1pm. The beel rings. I hate this bell. I still fell pain in my back and it seems to be even worse than this morning. Fortunately I have some tiger balm with me. I take a good amount of it and spread it on my back. I massage quickly the painful area. Back to the meditation hall, I feel my pain more than ever. Behind me, a women starts to cough. I am not able to concentrate because of the pain, but now because of this women who is making noise. She keeps on coughing and now it is the woman sitting next to me. Too much noise around, and this pain is seriously annoying. I am sure my pain is due to this horrible bed. I start to feel very uncomfortable and to feel angry again. Why can’t I just live this experience like everybody else and focus on my breath ? Why people keeps on making so much noise? If you want to cough just go outside and give me some peace! I turn around to look to the woman who keeps on coughing. I realize she is covering her nose. Suddenly I understand. My sense of smell is so bad that I didn’t realize that the smell of the tiger balm is too strong for others. It is my fault if people are coughing. I feel terribly guilty suddenly. I want to hide. Impossible to meditate again. I feel angry at myself and down. Why do I have to face all of this ?

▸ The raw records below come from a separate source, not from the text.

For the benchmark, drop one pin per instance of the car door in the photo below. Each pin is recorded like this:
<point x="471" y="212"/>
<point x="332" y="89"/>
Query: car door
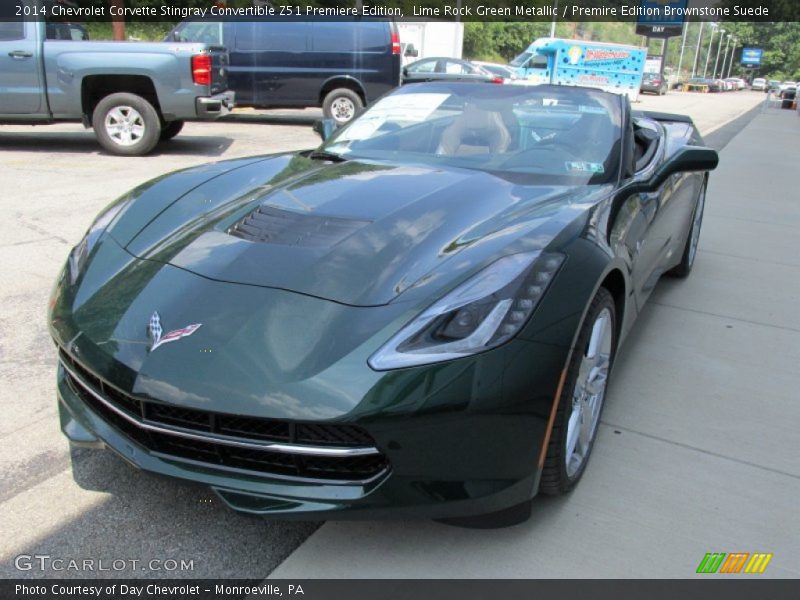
<point x="643" y="224"/>
<point x="422" y="70"/>
<point x="20" y="78"/>
<point x="272" y="62"/>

3pm. 5 min Break. I go directly to my room to wash my back and come back to the next meditation. This time I will meditate and forget about my anger, it is useless. But again only anger comes into my mind for the next 2 hours. I didn’t realize I was such an angry person. I do my best to meditate but time is very slow and my anger is very strong. I can’t help it. Please little cat, I need a hug. I am so bored here, I give up meditating and wait patiently for Goenka to end this nightmare.
5 pm, tea time. This time I won’t miss it ! On my way to the dinning hall, the little cat is here. I feel grateful. I don’t care if I look like a crazy person petting the cat with a depressed face. The tea is particularly good and there is some delicious beans. I am very relieved and I eat 3 cup of beans. I never thought I would love beans so much. I am tempted to put some tiger balm before the next meditation but I change my mind, I don’t want to make other people suffocate again. I will hold on and do it before going to bed tonight.
6 pm, my back is still really painful and I don’t feel very good with all this anger. I prefer to let my mind express itself freely and during the whole meditation I feel bored and sleepy. Time is passing very slowly. How will I be able to finish Vipassana ? It is harder than I thought.
7.30 pm. Time to listen to the teaching. At least my mind is going to be occupied again. While listening to Goenka, I feel better and better. Curiously he starts talking about pain we may feel in our body. Apparently it is normal to feel physical pain during meditation. This is the pus coming out. This is part of the process. It is as if he knows exactly what I am going through. He has the perfect words to give me comfort. Thank you Goenka I really needed it tonight.
No meditation after teaching tonight. Why ? I really don’t care. I just feel grateful. I run to my room and take my shower. I feel exhausted by this painful day. I fall asleep straight away.